A hollow charged conductor has a tiny hole cut into its surface. Show that the electric field in the hole is $\left(\sigma /2{ϵ}_0\right)\hat{n}$ where $\hat{n}$ is the unit vector in the outward normal direction, and $\sigma$ is the surface charge density near the hole.

Answer 1

Let us consider a conductor with a cavity or a hole. Electric field inside the cavity is zero.

Let E is the electric field just outside the conductor, q is the electric charge, $\sigma$ is the charge density, and ${\in }_0$ is the permittivity of free space.

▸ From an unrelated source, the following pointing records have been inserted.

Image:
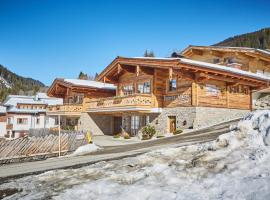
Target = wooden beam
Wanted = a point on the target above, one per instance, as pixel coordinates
(197, 52)
(138, 70)
(119, 68)
(216, 53)
(170, 74)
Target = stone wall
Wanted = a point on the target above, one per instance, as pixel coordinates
(184, 118)
(98, 124)
(207, 116)
(194, 117)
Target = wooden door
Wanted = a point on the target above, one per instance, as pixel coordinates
(117, 123)
(172, 124)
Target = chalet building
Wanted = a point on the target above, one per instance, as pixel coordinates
(3, 121)
(170, 94)
(27, 112)
(75, 94)
(248, 59)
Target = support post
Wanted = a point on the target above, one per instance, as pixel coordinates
(59, 136)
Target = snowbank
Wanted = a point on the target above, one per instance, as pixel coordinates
(85, 149)
(235, 166)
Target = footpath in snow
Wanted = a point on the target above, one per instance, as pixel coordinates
(235, 166)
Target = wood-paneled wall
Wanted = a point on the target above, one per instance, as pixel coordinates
(210, 93)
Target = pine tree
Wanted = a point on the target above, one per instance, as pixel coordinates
(149, 54)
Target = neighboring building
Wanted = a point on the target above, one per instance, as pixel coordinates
(170, 94)
(75, 94)
(3, 121)
(28, 112)
(248, 59)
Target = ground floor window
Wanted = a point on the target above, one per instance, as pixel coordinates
(22, 121)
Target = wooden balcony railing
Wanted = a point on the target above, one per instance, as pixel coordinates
(132, 101)
(9, 126)
(66, 109)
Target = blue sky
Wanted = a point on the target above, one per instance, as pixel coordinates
(45, 39)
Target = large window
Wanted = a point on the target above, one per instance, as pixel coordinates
(144, 88)
(22, 121)
(172, 85)
(128, 90)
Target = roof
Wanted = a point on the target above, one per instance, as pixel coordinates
(235, 49)
(199, 64)
(89, 83)
(3, 109)
(12, 101)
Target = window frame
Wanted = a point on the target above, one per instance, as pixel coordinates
(145, 89)
(169, 85)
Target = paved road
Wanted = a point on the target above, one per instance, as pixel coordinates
(113, 152)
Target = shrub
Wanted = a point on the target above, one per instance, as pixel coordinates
(178, 131)
(117, 135)
(148, 132)
(127, 137)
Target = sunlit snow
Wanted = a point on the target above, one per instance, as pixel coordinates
(235, 166)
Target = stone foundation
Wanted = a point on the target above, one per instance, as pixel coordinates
(186, 118)
(206, 116)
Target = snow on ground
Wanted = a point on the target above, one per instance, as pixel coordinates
(85, 149)
(235, 166)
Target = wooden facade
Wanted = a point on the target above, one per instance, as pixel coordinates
(248, 59)
(74, 97)
(171, 83)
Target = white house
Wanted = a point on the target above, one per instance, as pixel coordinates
(28, 112)
(3, 121)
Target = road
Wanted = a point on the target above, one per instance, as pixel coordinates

charge $|q|=\overline{\sigma }\times \overline{ds}$

According to Gauss's law,

Flux, $\varphi =\overline{E}.\overline{ds}=\frac{|q|}{{\in }_0}$

$Eds=\frac{\overline{\sigma }\times \overline{ds}}{{\in }_0}$

$\therefore E=\frac{\sigma }{{\in }_0}\hat{n}$

Therefore, the electric field just outside the conductors is $\frac{\sigma }{{\in }_0}\hat{n}$. This field is a superposition of field due to the cavity $\left(E^{\prime }\right)$ and the field due to the rest of the charged conductor $\left(E^{\prime }\right)$. These fields are equal and opposite inside the conductor, and equal in magnitude and direction outside the conductor.

$\therefore E^{\prime }+E^{\prime }=E$

$E^{\prime }=\frac{E}{2}$

$E^{\prime }=\frac{\sigma }{2{\in }_0}\hat{n}$

Therefore, the field due to the rest of the conductor is $\frac{\sigma }{{\in }_0}\hat{n}$. Hence, proved.